The Two Sum problem from LeetCode. Given an array of numbers and a target number and we should return the indices of the two numbers that sum up to the target. Let our target be 7 and then if our array contains 3,4 and 3+4=7 we will return the index of 3 and 4.

## Examples

```
Input: nums = [4,3,2,4], target = 5
Output: [1,2]
Input: nums = [2,2], target = 4
Output: [0,1]
Input: nums = [2,7,11,15], target = 9
Output: [0,1]
```

## Solution Explanation

As said in the question, there is only one possibility or combination and we can simply use two loops and try to add all combinations but it will take a long time. This can also be done in a single iteration but to do that we need to keep track of the previous elements and their positions too, as we were asked to return their index not the numbers.

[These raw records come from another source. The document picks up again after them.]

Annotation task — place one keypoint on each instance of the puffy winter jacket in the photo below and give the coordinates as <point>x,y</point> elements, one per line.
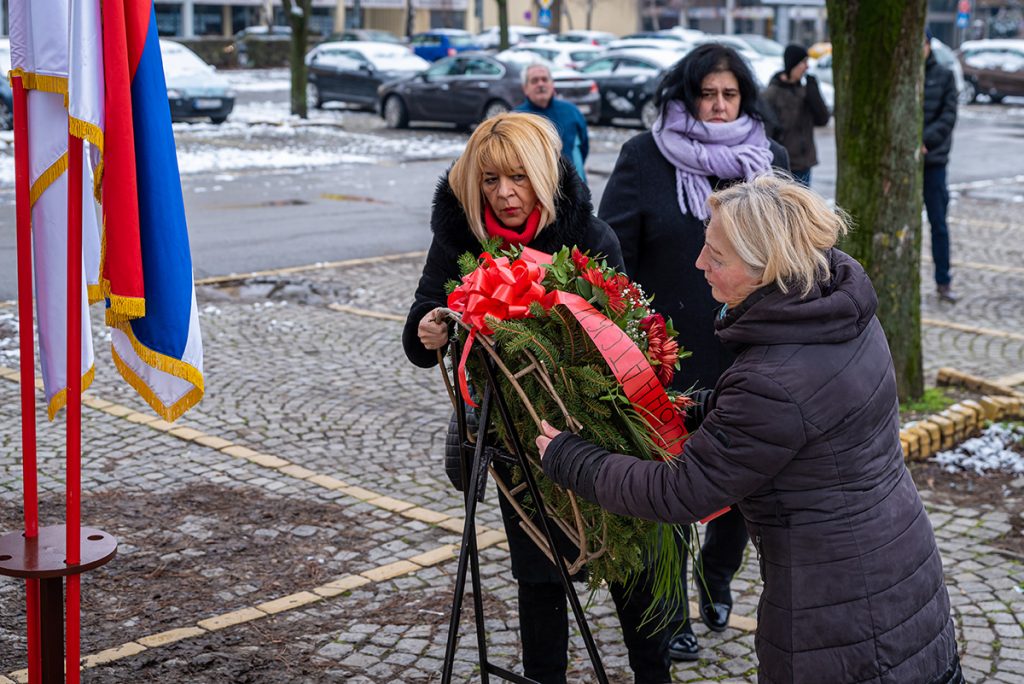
<point>804,436</point>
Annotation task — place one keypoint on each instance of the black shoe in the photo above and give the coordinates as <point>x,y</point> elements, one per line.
<point>684,647</point>
<point>946,294</point>
<point>715,615</point>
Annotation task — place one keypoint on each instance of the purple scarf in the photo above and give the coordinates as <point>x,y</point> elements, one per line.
<point>736,150</point>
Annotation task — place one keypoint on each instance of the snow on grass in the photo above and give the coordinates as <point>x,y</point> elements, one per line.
<point>257,80</point>
<point>988,452</point>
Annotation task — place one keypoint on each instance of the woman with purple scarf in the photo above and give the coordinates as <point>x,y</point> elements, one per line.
<point>710,134</point>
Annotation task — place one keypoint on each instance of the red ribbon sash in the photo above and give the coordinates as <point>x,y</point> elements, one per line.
<point>505,290</point>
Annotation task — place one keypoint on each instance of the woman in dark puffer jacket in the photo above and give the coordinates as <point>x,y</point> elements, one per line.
<point>510,183</point>
<point>802,433</point>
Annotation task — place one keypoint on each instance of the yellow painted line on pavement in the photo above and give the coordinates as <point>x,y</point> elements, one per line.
<point>276,606</point>
<point>981,223</point>
<point>1011,380</point>
<point>987,332</point>
<point>994,267</point>
<point>269,461</point>
<point>217,280</point>
<point>366,312</point>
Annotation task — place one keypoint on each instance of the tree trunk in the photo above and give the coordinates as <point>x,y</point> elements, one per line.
<point>503,25</point>
<point>878,70</point>
<point>556,16</point>
<point>298,12</point>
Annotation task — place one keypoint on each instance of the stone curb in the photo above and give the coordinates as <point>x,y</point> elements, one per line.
<point>925,438</point>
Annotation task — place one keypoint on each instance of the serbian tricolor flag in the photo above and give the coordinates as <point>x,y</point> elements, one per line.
<point>157,345</point>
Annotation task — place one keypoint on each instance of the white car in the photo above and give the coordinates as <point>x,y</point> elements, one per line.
<point>649,44</point>
<point>821,70</point>
<point>586,37</point>
<point>565,55</point>
<point>763,67</point>
<point>517,34</point>
<point>688,35</point>
<point>195,89</point>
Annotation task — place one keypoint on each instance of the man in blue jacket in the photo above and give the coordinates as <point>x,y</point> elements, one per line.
<point>540,90</point>
<point>940,117</point>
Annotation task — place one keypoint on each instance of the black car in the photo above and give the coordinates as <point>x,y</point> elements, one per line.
<point>351,72</point>
<point>466,89</point>
<point>628,79</point>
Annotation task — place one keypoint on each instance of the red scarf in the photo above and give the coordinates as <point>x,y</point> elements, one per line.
<point>512,237</point>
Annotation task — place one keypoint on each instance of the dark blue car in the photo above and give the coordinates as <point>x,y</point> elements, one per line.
<point>6,97</point>
<point>437,43</point>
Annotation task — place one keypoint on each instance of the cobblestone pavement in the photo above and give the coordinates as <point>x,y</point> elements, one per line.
<point>310,407</point>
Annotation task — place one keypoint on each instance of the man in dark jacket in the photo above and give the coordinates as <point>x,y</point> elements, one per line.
<point>540,90</point>
<point>940,117</point>
<point>796,100</point>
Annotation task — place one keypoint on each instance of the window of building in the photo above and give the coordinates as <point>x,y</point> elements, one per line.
<point>208,19</point>
<point>168,18</point>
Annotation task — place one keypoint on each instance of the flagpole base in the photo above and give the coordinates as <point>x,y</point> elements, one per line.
<point>43,558</point>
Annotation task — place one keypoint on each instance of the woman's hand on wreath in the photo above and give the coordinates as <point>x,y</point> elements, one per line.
<point>548,433</point>
<point>432,330</point>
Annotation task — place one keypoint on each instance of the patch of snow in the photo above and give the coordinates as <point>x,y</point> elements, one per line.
<point>257,80</point>
<point>988,452</point>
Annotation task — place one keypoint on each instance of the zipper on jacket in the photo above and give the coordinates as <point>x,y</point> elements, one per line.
<point>761,560</point>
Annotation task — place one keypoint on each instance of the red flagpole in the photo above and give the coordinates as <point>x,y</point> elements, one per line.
<point>74,425</point>
<point>27,347</point>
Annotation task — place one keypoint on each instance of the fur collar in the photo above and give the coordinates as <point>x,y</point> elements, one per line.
<point>572,210</point>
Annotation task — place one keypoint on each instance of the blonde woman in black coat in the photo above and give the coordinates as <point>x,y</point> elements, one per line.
<point>510,182</point>
<point>802,435</point>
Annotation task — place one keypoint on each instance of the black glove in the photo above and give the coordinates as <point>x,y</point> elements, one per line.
<point>453,456</point>
<point>701,407</point>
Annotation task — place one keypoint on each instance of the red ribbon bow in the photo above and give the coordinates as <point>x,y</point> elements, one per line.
<point>499,289</point>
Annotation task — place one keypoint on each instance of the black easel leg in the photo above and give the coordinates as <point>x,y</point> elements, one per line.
<point>468,555</point>
<point>595,656</point>
<point>51,629</point>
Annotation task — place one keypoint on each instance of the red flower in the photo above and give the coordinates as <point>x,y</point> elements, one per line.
<point>580,259</point>
<point>663,351</point>
<point>612,288</point>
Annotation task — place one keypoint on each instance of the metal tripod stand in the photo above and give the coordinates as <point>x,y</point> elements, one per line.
<point>475,461</point>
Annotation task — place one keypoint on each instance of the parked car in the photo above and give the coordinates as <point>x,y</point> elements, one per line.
<point>586,37</point>
<point>491,39</point>
<point>437,43</point>
<point>628,79</point>
<point>363,36</point>
<point>688,35</point>
<point>463,90</point>
<point>766,47</point>
<point>821,70</point>
<point>351,71</point>
<point>648,43</point>
<point>993,68</point>
<point>6,96</point>
<point>564,55</point>
<point>195,89</point>
<point>569,84</point>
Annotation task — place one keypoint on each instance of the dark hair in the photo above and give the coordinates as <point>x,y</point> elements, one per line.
<point>682,82</point>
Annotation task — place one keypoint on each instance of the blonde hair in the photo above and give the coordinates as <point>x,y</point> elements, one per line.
<point>780,229</point>
<point>508,142</point>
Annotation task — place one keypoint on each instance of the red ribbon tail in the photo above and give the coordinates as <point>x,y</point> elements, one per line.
<point>463,385</point>
<point>716,514</point>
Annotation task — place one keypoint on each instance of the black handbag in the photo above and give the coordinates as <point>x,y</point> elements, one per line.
<point>453,456</point>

`Input: nums = [2,7,11,15], target = 9`

- Take an unordered map to store previous data
- We are using the map as it is convenient to store both the number and its index position
- Start iterating from start to end of the array size

Now in the loop,

- Take diff=target – a[i],
- Suppose target = 9 and a[i] =2 we get diff= 9-2=7
- This way if we find 7 next time it’s easier for us to solve
- Now check if 7 is present in the map, it isn’t
- Now add {2,0} to the unordered map and continue the loop

Loop continues,

- Next, we get diff=9-a[i] => 9-7 = 2
- Now check for 2 in the map and yes it’s present
- return previous[2] i.e returns it’s position 0 and
- the present (i) i.e the position of 7

## Code for Two Sum LeetCode – C++

Link to practice Two Sum LeetCode Problem

```
class Solution {
public:
vector<int> twoSum(vector<int>& nums, int target) {
unordered_map<int, int> prevMap;
for (int i = 0; i < nums.size(); i++) {
int diff = target - nums[i];
if(prevMap.count(diff))
return { prevMap[diff], i };
prevMap[nums[i]] = i;
}
//return something, however the answer is guarenteed above
return {};
}
};
```

## Conclusion

This post is part of my #30DaysChallenge to write a blog post every day on what I learn. When I first tried to solve this Two Sum problem, I did use two loops but then I found this method saves a lot of time, What do you say?